Islam sebagai anestesi muncul karena sebagian orang berislam sebatas mengikuti perasaan, bukan kesadaran utuh. Akibatnya hidupnya separuh Islam, separuh sekulerisme, kapitalisme, dsb. Padahal berislam harus datang dari kesadaran utuh, sehingga setiap muslim siap dan rela menundukkan dirinya pada aturan Allah SWT. Ia siap pula menyingkirkan kepentingan-kepentingan pribadinya.
Malulah kita kepada Mush’ab bin Umair dan Sa’ad bin Abi Waqqash – semoga Allah meridloi keduanya – yang melepaskan semua atribut keduniawiannya saat bergabung dalam barisan kaum muslimin.
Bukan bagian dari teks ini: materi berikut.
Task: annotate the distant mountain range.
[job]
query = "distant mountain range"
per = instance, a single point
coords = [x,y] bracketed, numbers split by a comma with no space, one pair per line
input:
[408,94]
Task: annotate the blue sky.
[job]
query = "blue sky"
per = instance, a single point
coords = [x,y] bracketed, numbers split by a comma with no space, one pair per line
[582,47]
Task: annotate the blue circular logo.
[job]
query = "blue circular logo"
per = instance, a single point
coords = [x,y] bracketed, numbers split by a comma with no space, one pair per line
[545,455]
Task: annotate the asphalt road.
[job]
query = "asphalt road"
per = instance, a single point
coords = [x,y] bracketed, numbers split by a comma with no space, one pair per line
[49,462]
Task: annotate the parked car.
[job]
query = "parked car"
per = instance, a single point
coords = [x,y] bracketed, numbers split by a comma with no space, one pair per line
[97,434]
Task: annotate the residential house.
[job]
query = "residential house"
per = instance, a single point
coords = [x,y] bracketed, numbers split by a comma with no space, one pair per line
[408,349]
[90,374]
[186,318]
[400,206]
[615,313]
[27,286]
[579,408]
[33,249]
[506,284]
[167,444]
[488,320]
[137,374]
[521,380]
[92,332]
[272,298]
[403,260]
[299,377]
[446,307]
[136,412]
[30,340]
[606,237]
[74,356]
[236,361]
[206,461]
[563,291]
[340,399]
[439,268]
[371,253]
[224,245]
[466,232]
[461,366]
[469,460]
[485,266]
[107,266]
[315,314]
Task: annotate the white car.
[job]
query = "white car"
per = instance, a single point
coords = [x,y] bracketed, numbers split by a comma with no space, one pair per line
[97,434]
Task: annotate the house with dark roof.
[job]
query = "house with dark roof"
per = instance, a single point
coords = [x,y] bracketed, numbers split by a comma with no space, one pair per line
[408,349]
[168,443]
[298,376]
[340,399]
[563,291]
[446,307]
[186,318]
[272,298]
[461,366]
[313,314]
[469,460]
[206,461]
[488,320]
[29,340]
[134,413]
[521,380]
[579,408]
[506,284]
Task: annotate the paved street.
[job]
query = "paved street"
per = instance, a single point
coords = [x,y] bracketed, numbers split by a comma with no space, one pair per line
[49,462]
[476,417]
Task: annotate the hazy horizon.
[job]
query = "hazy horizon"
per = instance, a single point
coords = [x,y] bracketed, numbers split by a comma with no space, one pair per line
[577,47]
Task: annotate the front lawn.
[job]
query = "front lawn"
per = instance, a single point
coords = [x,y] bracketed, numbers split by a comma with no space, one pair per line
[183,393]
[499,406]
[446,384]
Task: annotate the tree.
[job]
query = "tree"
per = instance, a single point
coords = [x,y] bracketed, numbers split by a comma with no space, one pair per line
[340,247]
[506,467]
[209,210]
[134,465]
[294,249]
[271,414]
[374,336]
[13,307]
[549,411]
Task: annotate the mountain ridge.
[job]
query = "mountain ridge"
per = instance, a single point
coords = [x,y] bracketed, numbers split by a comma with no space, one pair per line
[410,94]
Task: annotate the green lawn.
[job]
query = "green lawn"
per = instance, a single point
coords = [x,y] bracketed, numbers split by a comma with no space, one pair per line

Bahkan Mush’ab bin Umair ra. rela hidup layaknya orang tak punya karena diusir kedua orang tuanya. Padahal andai ia mau memilih, ia tetap bisa menjadi pemuda kaya raya, berpakaian perlente, wangi dan digilai banyak wanita Mekkah. Tapi itulah pilihan hidupnya. Mush’ab memilih Islam dengan kesadaran tinggi, bukan sekedar mencari kepuasan dan ketenangan batin. Bukan menjadikan Islam sebagai anestesi kehidupan.
Inilah keislaman yang harus kita miliki. Islam yang dituntut oleh Allah SWT. bukan mengikuti kata hati kita dan kepentingan duniawi kita.
Katakanlah: sesungguhnya shalatku, ibadatku, hidupku dan matiku hanyalah untuk Allah, Tuhan semesta alam (QS. Al-An’am: 162).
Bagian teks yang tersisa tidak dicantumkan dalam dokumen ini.